You should be telling your children to use the loo in their own room. You haven’t respected her wishes and now you’ve posted about it... I think you may lose a friend with your total disregard for her feelings and total disrespect for her privacy or bathroom cleanliness.

I never post grumpy responses like this one... I’m feeling sad for your friend.

inappropriateraspberry · 26/10/2020 10:25

Those saying the OP

WheresYourSecretSadness · 26/10/2020 10:25

In that case, as I posted upthread, go back and ask to be referred to the enuresis clinic.And while you’re waiting for the referral, check out the ERIC website - it has great advice and support for children with toileting problems.

Thank you @FamilyOfAliens i will Smile

OP posts:
rachelvbwho · 26/10/2020 10:25

YABVU

It is her bathroom... You have your bathroom--use it.

You didn't use it once in an emergency, you used it multiple times for your convenience and even "trapsed" through her own bedroom to reach it!

I don't see how you can think your bahaviour is OK Blush. Most houses have one bathroom upstairs and they all manage fine.

You are hugely entitled and need to apologise to your friend.

stackemhigh · 26/10/2020 10:25

The fact that there is an entrance to the loo from the hall suggests that the bathroom is not for the exclusive use of the person in that room, and because it was kids needing the loo, I would say YANBU.

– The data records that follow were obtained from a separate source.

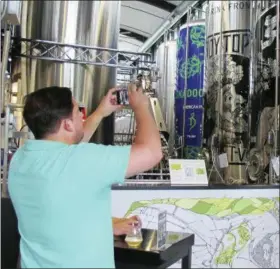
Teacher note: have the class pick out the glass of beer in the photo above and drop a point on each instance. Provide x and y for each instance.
(134, 238)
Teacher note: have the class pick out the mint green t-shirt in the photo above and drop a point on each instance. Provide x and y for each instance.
(62, 198)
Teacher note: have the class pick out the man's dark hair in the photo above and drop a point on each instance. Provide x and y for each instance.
(44, 109)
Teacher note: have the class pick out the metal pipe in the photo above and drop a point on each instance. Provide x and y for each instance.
(6, 152)
(277, 110)
(6, 48)
(186, 83)
(174, 17)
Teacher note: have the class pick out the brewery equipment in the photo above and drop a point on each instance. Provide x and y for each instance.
(264, 95)
(190, 88)
(227, 86)
(166, 62)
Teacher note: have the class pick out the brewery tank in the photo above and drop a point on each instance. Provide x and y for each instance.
(227, 84)
(166, 63)
(265, 98)
(189, 91)
(90, 23)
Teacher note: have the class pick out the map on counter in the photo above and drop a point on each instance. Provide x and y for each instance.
(229, 232)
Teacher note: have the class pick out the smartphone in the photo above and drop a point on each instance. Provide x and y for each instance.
(122, 96)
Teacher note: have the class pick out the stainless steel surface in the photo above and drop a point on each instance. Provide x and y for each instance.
(4, 64)
(171, 20)
(90, 23)
(149, 243)
(157, 112)
(265, 101)
(166, 62)
(77, 54)
(227, 82)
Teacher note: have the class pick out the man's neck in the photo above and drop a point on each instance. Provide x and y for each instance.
(57, 138)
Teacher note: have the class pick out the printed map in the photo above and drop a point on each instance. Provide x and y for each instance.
(229, 233)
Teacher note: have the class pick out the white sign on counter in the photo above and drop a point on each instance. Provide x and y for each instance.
(188, 172)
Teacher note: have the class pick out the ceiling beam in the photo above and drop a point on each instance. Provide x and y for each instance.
(132, 34)
(167, 6)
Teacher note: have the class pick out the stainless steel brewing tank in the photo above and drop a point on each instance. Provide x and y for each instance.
(91, 23)
(265, 96)
(166, 62)
(227, 82)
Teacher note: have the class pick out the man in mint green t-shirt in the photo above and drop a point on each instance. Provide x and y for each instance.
(60, 185)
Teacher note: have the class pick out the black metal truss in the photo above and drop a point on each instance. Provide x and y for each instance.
(167, 6)
(78, 54)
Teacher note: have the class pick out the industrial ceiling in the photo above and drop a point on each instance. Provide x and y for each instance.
(140, 19)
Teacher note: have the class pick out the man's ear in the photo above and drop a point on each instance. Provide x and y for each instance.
(68, 125)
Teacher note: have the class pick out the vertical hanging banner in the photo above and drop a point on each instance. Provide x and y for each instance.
(189, 88)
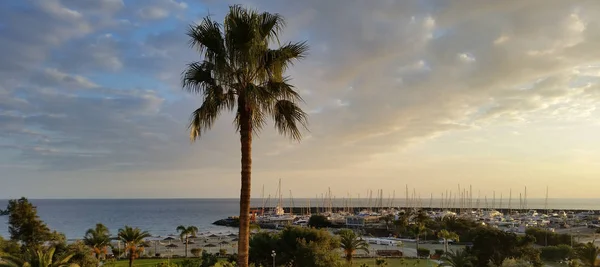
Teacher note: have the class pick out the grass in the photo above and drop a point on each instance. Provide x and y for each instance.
(357, 262)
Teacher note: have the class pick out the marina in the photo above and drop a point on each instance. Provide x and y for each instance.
(508, 214)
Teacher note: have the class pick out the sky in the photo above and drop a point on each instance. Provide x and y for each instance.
(427, 94)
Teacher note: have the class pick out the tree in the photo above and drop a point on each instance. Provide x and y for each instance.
(458, 258)
(494, 245)
(82, 254)
(132, 237)
(419, 226)
(512, 262)
(41, 257)
(185, 233)
(380, 262)
(387, 219)
(238, 72)
(588, 254)
(25, 226)
(318, 221)
(350, 243)
(295, 247)
(9, 247)
(98, 239)
(445, 235)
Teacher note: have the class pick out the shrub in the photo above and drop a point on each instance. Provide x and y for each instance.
(380, 262)
(423, 252)
(556, 253)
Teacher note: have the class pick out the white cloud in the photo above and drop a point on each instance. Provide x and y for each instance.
(153, 12)
(529, 62)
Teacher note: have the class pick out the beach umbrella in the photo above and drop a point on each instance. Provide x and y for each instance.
(209, 246)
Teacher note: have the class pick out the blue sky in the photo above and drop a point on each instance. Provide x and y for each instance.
(418, 93)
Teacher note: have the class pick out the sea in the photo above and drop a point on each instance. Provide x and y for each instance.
(161, 217)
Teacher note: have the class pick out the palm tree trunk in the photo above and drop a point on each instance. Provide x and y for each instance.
(417, 244)
(446, 245)
(246, 143)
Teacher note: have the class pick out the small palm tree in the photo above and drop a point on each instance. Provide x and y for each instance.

However, maybe she already has a bit of a bum deal being downstairs while you are upstairs, so I would respect her wishes and only use the upstairs.

Who chose the downstairs room?

inappropriateraspberry · 26/10/2020 10:26

Those saying the op has her own private bathroom, has she said she doesn't want anyone else to use it? She may be just as happy to have the others use it if they're upstairs.

WheresYourSecretSadness · 26/10/2020 10:27

Who chose the downstairs room?

I asked her to take the downstairs room as I wanted to be next to DD as she has night terrors

OP posts:
LittleTiger007 · 26/10/2020 10:28

If you go to the toilet with your 8 year old every time... what on earth does she do when at school? You need to be helping her grow up a little, not perpetuating her phobias. Your bathroom is safe, she can and should be using it on her own.

stackemhigh · 26/10/2020 10:28

@inappropriateraspberry

Those saying the op has her own private bathroom, has she said she doesn't want anyone else to use it? She may be just as happy to have the others use it if they're upstairs.
I don’t think OP was being unreasonable, but what you’ve posted is not a like for like, as her friend is unlikely to want to go to OP’s room to use her bathroom when hers is downstairs.
Aragog · 26/10/2020 10:28

I'd definitely prefer you to use your own toilet. Going upstairs is hardly a traipse, even for a child. In many houses it's the norm anyway.

I definitely wouldn't want you walking through my bedroom.

Even pre Covid that wouldn't have been something I'd have wanted, let alone now.

I wouldn't dream of walking through someone's bedroom to access the toilet when there were alternatives!